Detrimental reliance is an essential element of fraud. (5 Witkin, Summary of Cal. Law (9th ed. 1988) Torts, §§ 676, 711, pp. 778, 810-811.) The facts of this case do not support the majority’s conclusion that Hunter did not detrimentally rely on his employer’s fraudulent misrepresentation in resigning. Because the employer might have accomplished the termination in another manner does not mean that Hunter did not detrimentally rely on the fraud. Hunter did rely on the fraud: he resigned.
In my view, there are two analytic approaches that may entitle the employee to recover in tort for the employer’s fraud. First, when, as here, an employer resorts to fraud to deprive an employee of his or her rights, the employer’s conduct is not within the scope of the contractual employment relationship. (See Johns-Manville Products Corp. v. Superior Court (1980) 27 Cal.3d 465, All [165 Cal.Rptr. 858, 612 P.2d 948, 9 A.L.R.4th 758]; see generally, Livitsanos v. Superior Court (1992) 2 Cal.4th 744, 754-755 [7 Cal.Rptr.2d 808, 828 P.2d 1195]; Shoemaker v. Myers (1990) 52 Cal.3d 1, 16 [276 Cal.Rptr. 303, 801 P.2d 1054]; Cole v. Fair Oaks Protection Dist. (1987) 43 Cal.3d 148, 161 [233 Cal.Rptr. 308, 729 P.2d 743].) Second, the employer’s misconduct in this case did not have as its sole objective a wrongful termination of employment. The misconduct included the additional unlawful objective of preventing the employee from learning of and enforcing his contractual rights. Because under my approach the defrauded employee is entitled to recover tort damages under either of these two analytic approaches, it is not necessary in this case to decide which of these two approaches is preferable.

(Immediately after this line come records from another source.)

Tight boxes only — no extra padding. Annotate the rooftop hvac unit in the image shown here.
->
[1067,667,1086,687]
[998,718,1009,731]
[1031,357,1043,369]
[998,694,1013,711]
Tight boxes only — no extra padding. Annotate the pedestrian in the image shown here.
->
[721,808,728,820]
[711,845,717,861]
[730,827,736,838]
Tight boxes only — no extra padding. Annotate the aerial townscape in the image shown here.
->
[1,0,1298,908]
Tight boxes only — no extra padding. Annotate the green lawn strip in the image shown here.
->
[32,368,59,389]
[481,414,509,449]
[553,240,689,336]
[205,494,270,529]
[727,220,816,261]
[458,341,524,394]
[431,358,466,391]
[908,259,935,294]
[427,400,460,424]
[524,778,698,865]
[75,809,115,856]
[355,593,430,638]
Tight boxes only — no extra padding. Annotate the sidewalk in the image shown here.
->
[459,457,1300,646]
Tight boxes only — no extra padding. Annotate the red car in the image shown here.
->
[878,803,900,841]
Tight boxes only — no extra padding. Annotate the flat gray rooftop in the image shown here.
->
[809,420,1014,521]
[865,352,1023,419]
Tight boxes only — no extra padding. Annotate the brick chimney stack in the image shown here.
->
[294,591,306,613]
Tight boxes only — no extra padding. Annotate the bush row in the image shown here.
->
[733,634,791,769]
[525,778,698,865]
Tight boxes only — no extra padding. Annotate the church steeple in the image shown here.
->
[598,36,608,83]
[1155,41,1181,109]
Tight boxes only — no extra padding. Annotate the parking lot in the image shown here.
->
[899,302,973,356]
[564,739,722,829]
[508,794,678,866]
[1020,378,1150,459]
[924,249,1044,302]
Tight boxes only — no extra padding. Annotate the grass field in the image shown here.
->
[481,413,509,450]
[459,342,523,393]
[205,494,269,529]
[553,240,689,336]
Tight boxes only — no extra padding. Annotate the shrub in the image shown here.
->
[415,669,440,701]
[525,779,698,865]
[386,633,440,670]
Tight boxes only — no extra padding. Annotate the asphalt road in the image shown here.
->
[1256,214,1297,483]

*1198I find the practical effect of the majority’s opinion most troubling. An employer who has decided to wrongfully terminate an employee now has nothing to lose by accomplishing that termination through the means of fraud. Indeed, the employer has everything to gain—if the fraud succeeds, the employee will never discover the true reason for the termination, and will never trouble the employer with a wrongful termination action.
I would affirm the judgment of the Court of Appeal.
Respondent’s petition for a rehearing was denied January 20, 1994. Mosk, J., and Kennard, J., were of the opinion that the petition should be granted.